### ASA 124th Meeting New Orleans 1992 October

## 3pSA2. Acoustic harmonic radiation from cylinders using a new internal
source density method.

**Peter R. Stepanishen
**

**
Sudheer Ramakrishna
**

**
**
*Dept. of Ocean Eng., Univ. of Rhode Island, Kingston, RI 02881
*

*
*
Two-dimensional acoustic harmonic radiation from cylinders which are
symmetric about an axis and vibrating with a specified normal velocity is
addressed using a new internal source density approach. The approach is based
on the use of internal monopole and dipole source density line distributions
along the axis of symmetry of the cylinder.

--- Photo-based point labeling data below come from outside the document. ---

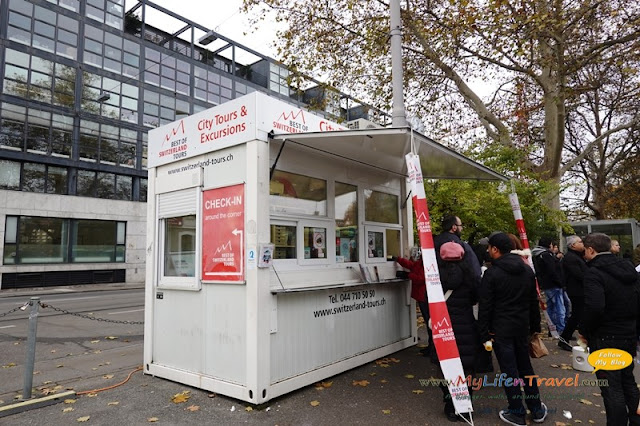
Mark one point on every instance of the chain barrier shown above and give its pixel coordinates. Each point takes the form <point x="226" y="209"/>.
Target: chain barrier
<point x="64" y="311"/>
<point x="19" y="308"/>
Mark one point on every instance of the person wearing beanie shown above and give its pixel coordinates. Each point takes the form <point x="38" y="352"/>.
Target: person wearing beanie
<point x="460" y="295"/>
<point x="573" y="268"/>
<point x="549" y="273"/>
<point x="509" y="312"/>
<point x="610" y="320"/>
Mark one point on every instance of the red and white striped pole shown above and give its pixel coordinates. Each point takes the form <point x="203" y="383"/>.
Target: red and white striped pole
<point x="517" y="214"/>
<point x="443" y="337"/>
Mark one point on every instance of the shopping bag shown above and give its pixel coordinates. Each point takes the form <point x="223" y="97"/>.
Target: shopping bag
<point x="537" y="349"/>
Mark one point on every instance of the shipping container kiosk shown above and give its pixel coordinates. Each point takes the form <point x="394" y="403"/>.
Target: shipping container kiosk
<point x="269" y="233"/>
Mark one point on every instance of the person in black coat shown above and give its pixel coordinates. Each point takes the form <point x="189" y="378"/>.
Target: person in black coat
<point x="573" y="269"/>
<point x="458" y="282"/>
<point x="509" y="312"/>
<point x="611" y="319"/>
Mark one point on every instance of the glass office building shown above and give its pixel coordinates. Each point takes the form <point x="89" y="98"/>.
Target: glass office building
<point x="82" y="83"/>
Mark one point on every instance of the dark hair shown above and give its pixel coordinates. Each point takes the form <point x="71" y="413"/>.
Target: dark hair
<point x="502" y="242"/>
<point x="545" y="242"/>
<point x="598" y="241"/>
<point x="448" y="222"/>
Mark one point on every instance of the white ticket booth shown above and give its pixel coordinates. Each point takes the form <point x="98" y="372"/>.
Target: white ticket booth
<point x="269" y="236"/>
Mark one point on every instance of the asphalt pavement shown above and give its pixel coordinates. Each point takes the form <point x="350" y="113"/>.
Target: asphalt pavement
<point x="389" y="391"/>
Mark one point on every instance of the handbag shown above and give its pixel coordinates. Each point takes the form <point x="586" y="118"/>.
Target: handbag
<point x="537" y="349"/>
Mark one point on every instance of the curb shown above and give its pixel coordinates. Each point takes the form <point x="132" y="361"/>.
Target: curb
<point x="41" y="291"/>
<point x="31" y="404"/>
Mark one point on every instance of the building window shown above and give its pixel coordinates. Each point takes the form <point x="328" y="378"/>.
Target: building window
<point x="32" y="240"/>
<point x="9" y="175"/>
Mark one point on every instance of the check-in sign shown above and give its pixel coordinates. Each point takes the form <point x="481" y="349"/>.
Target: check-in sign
<point x="223" y="234"/>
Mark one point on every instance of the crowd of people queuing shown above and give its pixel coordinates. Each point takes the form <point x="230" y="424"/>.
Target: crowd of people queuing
<point x="494" y="292"/>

A least-mean-square error method is
used to determine the source distributions by matching the normal velocity of
the cylinder to the normal velocity field of the source distributions at the
cylindrical surface. The surface pressure and exterior pressure field are
readily obtained from the source distributions. Discretization of the resultant
line integrals leads to sets of linear algebraic equations which are readily
solved for the monopole and dipole source strengths. Numerical results are
presented to illustrate the accuracy of the method for the case of circular and
elliptical cylinders subjected to various specified continuous and
discontinuous normal velocity boundary conditions and frequencies.